I write to you to kill the time and to say

“Wontchu be my valentine?” 


(C) 1974 Michael Lally

[written, under peak Frank O'Hara influence, to lifelong dearest friend Karen Allen (poet and novice actor I had fallen in love with in 1973) on Valentine's Day 1974 in Washington DC where you could then park overnight in our Dupont Circle neighborhood without fear of getting a ticket...] 

Saturday, February 10, 2024

ALMOST 20

 
Me at 19, with my buddy Murph during basic training in Texas in March 1962, two months before turning 20. [this photo is in my new book, SAY IT AGAIN (Beltway Editions)]

Sunday, February 4, 2024

SAY IT AGAIN

 
Now available, my latest book, SAY IT AGAIN: An Autobiography In Sonnets (Beltway Editions). Been working on this since 1960, one way or another. This contains all of my location sonnets covering my first thirty years ("Volume 1, The Road Goes Away") focusing mainly on the 1960s. Some published before, most not or revised, now chronologically correct and meant to be read like any autobiography or memoir, A personal cultural, social, and political history of my  times. 

[The book cover photo is me at 29 in early 1972, taken by Len Randolph.]

Friday, February 2, 2024

YEP

 

One of my favorite authors. I usually don't post quotes when the source publication is not cited, but this definitely sounds like her.

Thursday, January 25, 2024

FINDING YOUR ROOTS

 
FINDING YOUR ROOTS is one of my favorite TV shows. I love  to watch people discover ancestors they didn't know they had which changes their perspective on who they themselves are. The other night watching the host, Henry Louis Gates, reveal the past to guests Sammy Hagar (fascinating revelations) and Ed O'Neil (more subtly fascinating reveals), one of the latter's not that distant ancestor's maiden name turned out to be Lally. She came from a different part of Ireland than my grandfather Lally, but no doubt this makes me and O'Neil some kind of distant cousins. Why am I not surprised?

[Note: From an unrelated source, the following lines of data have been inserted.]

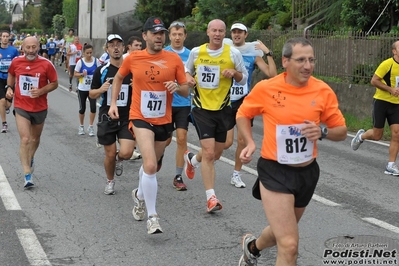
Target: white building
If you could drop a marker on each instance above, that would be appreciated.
(98, 18)
(17, 11)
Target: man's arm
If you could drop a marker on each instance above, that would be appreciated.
(269, 69)
(376, 82)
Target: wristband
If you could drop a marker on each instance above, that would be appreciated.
(9, 86)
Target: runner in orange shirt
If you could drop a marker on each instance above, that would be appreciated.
(293, 106)
(157, 74)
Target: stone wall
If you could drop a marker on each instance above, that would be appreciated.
(353, 99)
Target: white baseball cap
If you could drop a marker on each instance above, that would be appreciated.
(239, 26)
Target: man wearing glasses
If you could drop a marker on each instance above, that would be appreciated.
(293, 105)
(214, 65)
(252, 52)
(157, 75)
(109, 130)
(181, 106)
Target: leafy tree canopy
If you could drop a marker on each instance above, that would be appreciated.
(48, 9)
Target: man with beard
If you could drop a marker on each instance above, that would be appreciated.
(157, 74)
(109, 130)
(7, 53)
(34, 77)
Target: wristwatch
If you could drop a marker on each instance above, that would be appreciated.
(8, 86)
(324, 132)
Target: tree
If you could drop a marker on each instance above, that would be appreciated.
(168, 11)
(361, 15)
(48, 9)
(69, 11)
(32, 16)
(5, 16)
(58, 24)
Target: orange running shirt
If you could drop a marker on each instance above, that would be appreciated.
(150, 99)
(282, 105)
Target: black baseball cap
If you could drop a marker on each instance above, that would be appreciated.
(154, 24)
(112, 37)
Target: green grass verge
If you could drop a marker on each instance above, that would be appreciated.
(354, 124)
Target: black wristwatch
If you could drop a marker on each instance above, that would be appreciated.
(8, 86)
(324, 132)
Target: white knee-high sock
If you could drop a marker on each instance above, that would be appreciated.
(140, 194)
(150, 190)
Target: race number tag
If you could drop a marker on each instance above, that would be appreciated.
(208, 76)
(237, 91)
(292, 146)
(153, 104)
(122, 97)
(26, 83)
(87, 80)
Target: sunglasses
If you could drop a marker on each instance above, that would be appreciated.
(177, 23)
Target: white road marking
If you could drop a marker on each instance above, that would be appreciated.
(255, 173)
(32, 247)
(382, 224)
(7, 195)
(325, 201)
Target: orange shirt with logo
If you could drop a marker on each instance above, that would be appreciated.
(151, 101)
(280, 103)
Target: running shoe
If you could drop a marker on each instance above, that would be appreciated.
(356, 142)
(28, 181)
(90, 129)
(159, 164)
(109, 188)
(4, 129)
(247, 259)
(393, 170)
(98, 145)
(81, 130)
(136, 155)
(214, 204)
(139, 207)
(178, 183)
(118, 166)
(153, 226)
(32, 165)
(236, 181)
(189, 169)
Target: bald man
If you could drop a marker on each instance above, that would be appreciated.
(30, 78)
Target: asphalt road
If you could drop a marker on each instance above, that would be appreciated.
(68, 220)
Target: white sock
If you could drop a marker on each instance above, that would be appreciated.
(150, 190)
(140, 194)
(194, 161)
(209, 193)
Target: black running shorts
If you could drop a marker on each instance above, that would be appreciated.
(299, 181)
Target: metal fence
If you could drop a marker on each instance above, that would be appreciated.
(341, 56)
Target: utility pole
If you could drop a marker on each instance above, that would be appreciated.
(23, 10)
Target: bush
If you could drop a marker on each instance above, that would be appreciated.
(31, 31)
(250, 18)
(263, 21)
(363, 73)
(284, 19)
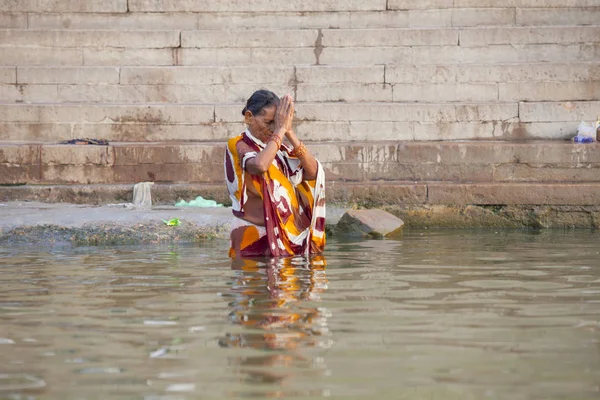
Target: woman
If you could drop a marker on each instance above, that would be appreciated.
(277, 191)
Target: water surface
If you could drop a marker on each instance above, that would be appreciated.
(431, 315)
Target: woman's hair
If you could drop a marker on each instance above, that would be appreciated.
(259, 101)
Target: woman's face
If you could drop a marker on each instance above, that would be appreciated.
(262, 125)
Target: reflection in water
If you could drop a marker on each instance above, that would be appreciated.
(274, 303)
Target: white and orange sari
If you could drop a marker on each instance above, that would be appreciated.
(294, 208)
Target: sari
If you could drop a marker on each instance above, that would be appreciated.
(294, 208)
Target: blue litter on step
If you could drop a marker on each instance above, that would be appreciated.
(198, 202)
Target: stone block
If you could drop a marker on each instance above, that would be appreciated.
(344, 92)
(190, 93)
(76, 155)
(401, 19)
(363, 56)
(249, 38)
(419, 4)
(35, 132)
(463, 130)
(16, 20)
(129, 57)
(354, 130)
(465, 17)
(514, 193)
(546, 130)
(338, 74)
(246, 56)
(376, 194)
(133, 154)
(55, 6)
(8, 75)
(575, 111)
(440, 4)
(445, 92)
(107, 114)
(126, 21)
(89, 38)
(28, 93)
(481, 37)
(546, 173)
(525, 3)
(532, 53)
(189, 173)
(68, 75)
(483, 73)
(558, 16)
(19, 154)
(203, 6)
(19, 164)
(275, 20)
(76, 174)
(373, 223)
(22, 55)
(426, 112)
(389, 37)
(550, 91)
(206, 75)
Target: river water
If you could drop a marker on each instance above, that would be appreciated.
(430, 315)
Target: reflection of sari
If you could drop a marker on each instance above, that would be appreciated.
(275, 313)
(294, 208)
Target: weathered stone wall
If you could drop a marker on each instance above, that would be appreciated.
(386, 93)
(152, 70)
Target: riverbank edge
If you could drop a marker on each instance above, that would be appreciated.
(120, 224)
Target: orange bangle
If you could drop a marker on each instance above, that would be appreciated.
(277, 140)
(300, 151)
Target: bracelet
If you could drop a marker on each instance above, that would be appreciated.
(277, 140)
(299, 151)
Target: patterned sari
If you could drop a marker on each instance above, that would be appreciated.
(294, 208)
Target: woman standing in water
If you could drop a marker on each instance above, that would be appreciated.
(277, 191)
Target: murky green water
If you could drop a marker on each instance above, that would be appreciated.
(434, 315)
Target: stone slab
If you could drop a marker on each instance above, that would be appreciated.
(208, 75)
(125, 21)
(389, 37)
(515, 193)
(67, 75)
(481, 37)
(486, 73)
(88, 6)
(249, 38)
(71, 38)
(374, 223)
(574, 111)
(124, 114)
(558, 16)
(254, 6)
(550, 91)
(16, 20)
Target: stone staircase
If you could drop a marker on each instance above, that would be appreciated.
(404, 101)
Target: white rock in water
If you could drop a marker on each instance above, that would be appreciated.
(142, 194)
(375, 223)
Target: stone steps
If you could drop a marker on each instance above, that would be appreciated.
(409, 18)
(401, 83)
(414, 46)
(407, 194)
(460, 162)
(315, 121)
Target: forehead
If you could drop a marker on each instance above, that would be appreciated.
(268, 113)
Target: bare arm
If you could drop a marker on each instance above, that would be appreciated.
(283, 122)
(308, 161)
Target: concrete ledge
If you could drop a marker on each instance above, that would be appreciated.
(370, 163)
(367, 194)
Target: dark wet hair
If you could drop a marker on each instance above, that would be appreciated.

[The photo is me and O'Neil on a set for the short-lived TV series THE BIG APPLE, where I played a priest and O'Neil a detective. I had had dinner with him once, so we knew each other a little.] 

Wednesday, January 17, 2024

SOME POEMS

 Four poems of mine just came online on the Relegation site. Check them out here.

Monday, January 15, 2024

PERSONAL HISTORY

MY MLK SONNET


When Martin Luther King is shot I feel the

sudden shift in the atmosphere, like trying to

breathe underwater. It's been three years since

Malcom X’s assassination and my new radical

friends and reading have opened my eyes to the

realities of class in the USA. Malcolm verbally

attacked white folks with impunity, but the

minute he decided it was not about race but

about the poor and the wealthy, BAM! King

spends years fighting racism and despite attempts

on his life and tons of threats seemed invulner-

able, but as soon as he organizes a poor people’s

campaign talking about the haves and have-nots,

BAM! I wonder if the Marxists have it right.


(C) 2023 from SAY IT AGAIN (Beltway Editions 2024)


Wednesday, January 10, 2024

XMAS '23

 


I raised my kids (as a single parent and shared-custody parent) to not stress over holidays and birthdays. If their in-laws or other parent or whoever wanted them to share the day with them we'd find another day to celebrate, which means our Xmases have often been celebrated in January. But this year it worked out to celebrate together the day before Xmas, so here we are in my living room, my three kids, Flynn (in tee shirt), Caitlin, and Miles, behind me, my grandkids Donovan and Deak (short sleeves) on the floor in front of me, and Monk looking over us from  the other room. 

Wednesday, January 3, 2024

2023 HIGHLIGHTS

 
Two singer/songwriter albums released in 2023 that I had some connection to: Peter Case's DOCTOR MOAN, and Billy Keane's OH, THESE DAYS. Peter, longtime dear friend, included an adaptation of a poem of mine ("Give Me Five Minutes More" the title from a very different popular song in my 1940s boyhood) on his lp. While Billy, friend of my oldest son and my housemate and caretaker Miles (with his partner Hannah Bracken) had Miles playing bass on every song on his record. Well worth checking out.